Documentation Index Fetch the complete documentation index at: https://docs.rllm-project.com/llms.txt
Use this file to discover all available pages before exploring further.
A multi-turn agent flow that trains a model to navigate procedurally-generated FrozenLake puzzles via the AgentFlow protocol . This is the cookbook to copy if your agent drives a Gym-style environment.
Pattern
Aspect Value Loop shape Multi-turn (up to max_steps per puzzle) Tools None — the gym env IS the action space (Up/Down/Left/Right) State Per-task: a freshly-seeded gymnasium.make("FrozenLake-v1", desc=…) Termination Goal reached, hole reached, or max_steps exhausted Reward shape Per-task scalar — 1.0 if won, 0.0 otherwise
Architecture
AgentFlow.run(task, config)
│
├── generate_random_map(seed, size, p) # deterministic, in-process
├── env = gymnasium.make("FrozenLake-v1", …)

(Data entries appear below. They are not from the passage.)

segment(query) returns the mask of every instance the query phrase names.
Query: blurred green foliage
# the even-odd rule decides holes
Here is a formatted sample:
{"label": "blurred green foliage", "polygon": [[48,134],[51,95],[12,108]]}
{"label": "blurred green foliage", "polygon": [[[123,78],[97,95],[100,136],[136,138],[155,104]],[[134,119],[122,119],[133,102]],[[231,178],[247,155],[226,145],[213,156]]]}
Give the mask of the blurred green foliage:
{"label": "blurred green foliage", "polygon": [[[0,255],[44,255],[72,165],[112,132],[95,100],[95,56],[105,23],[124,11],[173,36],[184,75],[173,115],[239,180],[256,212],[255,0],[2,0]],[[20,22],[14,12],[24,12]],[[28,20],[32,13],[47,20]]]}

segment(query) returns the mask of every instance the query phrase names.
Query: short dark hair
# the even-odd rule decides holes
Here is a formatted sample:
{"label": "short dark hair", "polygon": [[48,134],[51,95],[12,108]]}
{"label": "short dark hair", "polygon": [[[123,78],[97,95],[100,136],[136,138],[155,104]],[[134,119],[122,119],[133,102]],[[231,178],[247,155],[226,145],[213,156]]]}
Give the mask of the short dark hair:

└── Multi-turn loop (up to max_steps turns)
│
├── client.chat.completions.create(...) # render grid as text, ask for action
├── parse_action() → env.step(action)
└── repeat until terminated / truncated / max_steps
│
└── episode.artifacts = {"won": bool, "turns": int, "last_action": str}
The cookbook is fully self-contained — there’s no dependency on rllm.environments. The map is regenerated deterministically from (seed, size, p) every time the flow runs, so the dataset stores only those parameters.
Install
uv pip install -e ".[tinker]" # rllm + tinker backend
uv pip install --no-deps -e cookbooks/frozenlake # this cookbook (gymnasium pulled in transitively)

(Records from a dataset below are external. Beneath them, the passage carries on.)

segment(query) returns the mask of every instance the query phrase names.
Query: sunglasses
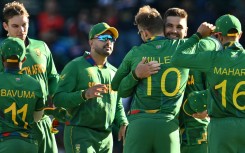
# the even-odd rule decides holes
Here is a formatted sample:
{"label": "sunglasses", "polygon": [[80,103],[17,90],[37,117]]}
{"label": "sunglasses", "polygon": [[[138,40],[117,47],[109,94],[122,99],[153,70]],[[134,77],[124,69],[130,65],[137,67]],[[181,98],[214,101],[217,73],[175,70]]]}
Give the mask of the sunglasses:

rllm agent list # should show "frozenlake"
Dataset
Procedurally generated — no download. Run once:
python cookbooks/frozenlake/prepare_data.py
# Or with custom sizes:
python cookbooks/frozenlake/prepare_data.py --train-size 5000 --test-size 200 --slippery
Registers frozenlake/{train, test} with DatasetRegistry.
Eval
rllm eval frozenlake \
--agent frozenlake \
--evaluator frozenlake \
--model Qwen/Qwen3-4B-Instruct-2507 \
--base-url http://localhost:8000/v1 \
--split test \
--max-examples 20
Training
# Single-machine LoRA (tinker)
bash cookbooks/frozenlake/train_tinker.sh
# Distributed multi-GPU (verl)
bash cookbooks/frozenlake/train_verl.sh
Or via the CLI with default knobs:
rllm train frozenlake \
--agent frozenlake \
--evaluator frozenlake \
--model Qwen/Qwen3-4B-Instruct-2507 \
--group-size 8 \
--batch-size 32 \
--lora-rank 32
Key code
The flow body is straightforward — drive env.step with whatever the model emits in triple-backticks:
@rllm.rollout ( name = "frozenlake" )
async def frozenlake_flow ( task : Task, config : AgentConfig) -> Episode:
meta = task.metadata or {}
desc = generate_random_map( size = meta[ "size" ], p = meta[ "p" ], seed = meta[ "seed" ])
env = gym.make( "FrozenLake-v1" , desc = desc, is_slippery = meta[ "is_slippery" ])
env.reset( seed = meta[ "seed" ])
client = AsyncOpenAI( base_url = config.base_url, api_key = "EMPTY" )
messages = [
{ "role" : "system" , "content" : SYSTEM_PROMPT },
{ "role" : "user" , "content" : render_first_turn(env, max_turns)},
]
steps, won = [], False
for turn in range (max_turns):
resp = await client.chat.completions.create( model = config.model, messages = messages, ... )
content = resp.choices[ 0 ].message.content or ""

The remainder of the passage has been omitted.